The deadliest unrest since the Islamic Revolution in 1979 hit Iran in mid-November after the government increased fuel prices by 50 per cent and rescinded fuel subsidies. The economic frustration in the sanction-hit country quickly triggered outrage against the government with protesters demanding regime change.

In response, the government launched a violent crackdown on protesters. Iranian authorities have not yet announced the death toll, but Amnesty International puts the number at 304. Protests across Iran was suppressed by the security forces in the country with state media says more than 1,000 protesters had been arrested in an immediate crackdown.

9. Kashmir

India revoked Article 370 in disputed Kashmir region, effectively ending its autonomy on August 5. Ever since, the region has been facing a lockdown, curfews and more while tensions between neighbours Pakistan and India have skyrocketed. 

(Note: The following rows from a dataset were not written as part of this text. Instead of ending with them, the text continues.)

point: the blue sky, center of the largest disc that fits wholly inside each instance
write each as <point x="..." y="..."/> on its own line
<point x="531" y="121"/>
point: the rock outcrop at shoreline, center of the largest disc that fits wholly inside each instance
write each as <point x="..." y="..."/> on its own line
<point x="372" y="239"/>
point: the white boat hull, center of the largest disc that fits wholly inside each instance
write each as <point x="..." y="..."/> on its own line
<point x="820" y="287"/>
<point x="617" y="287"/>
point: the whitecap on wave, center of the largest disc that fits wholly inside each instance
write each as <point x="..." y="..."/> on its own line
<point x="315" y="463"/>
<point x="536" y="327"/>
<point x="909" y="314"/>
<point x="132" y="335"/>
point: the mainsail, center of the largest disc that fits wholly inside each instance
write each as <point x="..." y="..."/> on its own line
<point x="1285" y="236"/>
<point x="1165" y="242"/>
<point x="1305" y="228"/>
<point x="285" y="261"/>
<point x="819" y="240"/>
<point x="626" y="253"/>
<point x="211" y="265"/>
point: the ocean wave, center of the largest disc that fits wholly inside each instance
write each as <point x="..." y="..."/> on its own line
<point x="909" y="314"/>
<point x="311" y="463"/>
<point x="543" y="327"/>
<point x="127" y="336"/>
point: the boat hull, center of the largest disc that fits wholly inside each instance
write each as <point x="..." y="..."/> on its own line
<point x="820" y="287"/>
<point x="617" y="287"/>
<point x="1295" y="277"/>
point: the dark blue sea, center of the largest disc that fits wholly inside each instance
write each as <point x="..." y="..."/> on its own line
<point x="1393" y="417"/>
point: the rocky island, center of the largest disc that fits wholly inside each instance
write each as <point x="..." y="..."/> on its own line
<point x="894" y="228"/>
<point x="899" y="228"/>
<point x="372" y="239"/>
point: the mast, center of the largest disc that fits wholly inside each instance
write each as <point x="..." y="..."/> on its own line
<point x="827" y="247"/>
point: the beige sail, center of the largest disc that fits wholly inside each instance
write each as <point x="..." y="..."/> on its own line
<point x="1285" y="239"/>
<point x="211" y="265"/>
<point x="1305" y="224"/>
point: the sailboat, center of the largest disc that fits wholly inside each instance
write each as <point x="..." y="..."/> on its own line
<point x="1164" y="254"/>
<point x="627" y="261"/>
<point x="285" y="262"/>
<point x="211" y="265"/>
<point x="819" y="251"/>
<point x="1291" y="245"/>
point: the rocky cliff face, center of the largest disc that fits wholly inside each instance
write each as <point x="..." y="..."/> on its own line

On August 5, India unilaterally abrogated the limited autonomy of India-administered Kashmir, the key to Kashmir's 1947 [temporary] accession treaty with India.  New Delhi divided the disputed Himalayan region into two zones — both now directly ruled by India. 

That decision was accompanied by a harsh crackdown, with India sending tens of thousands of troops in addition to the 500,000 troops already present there, imposing a sweeping curfew, arresting thousands and cutting virtually all communications. 

Most Kashmiris say that in doing away with Article 370, India hopes to change India-administered Kashmir's Muslim-majority demographics by allowing in a flood of new Hindu settlers.

10.  India

A new citizenship law excluding Muslims sparked protests in India’s capital New Delhi and other north-eastern states last week. The peaceful demonstrations are posing a challenge to Prime Minister Narendra Modi's majority government. 

According to the new law approved by the parliament on December 11, the religion will become a criteria for Indian nationality, and critics say subsequent measures such as the National Register of Citizens (NRC) have increased the chances of jeopardising the citizenship of 200 million Indian Muslims, which may end up with robbing them of their constitutional rights. 

A young Muslim woman who was photographed while trying to protect a friend became a symbol of the protest movement that has gripped the country. 

This article has been adapted from its original source.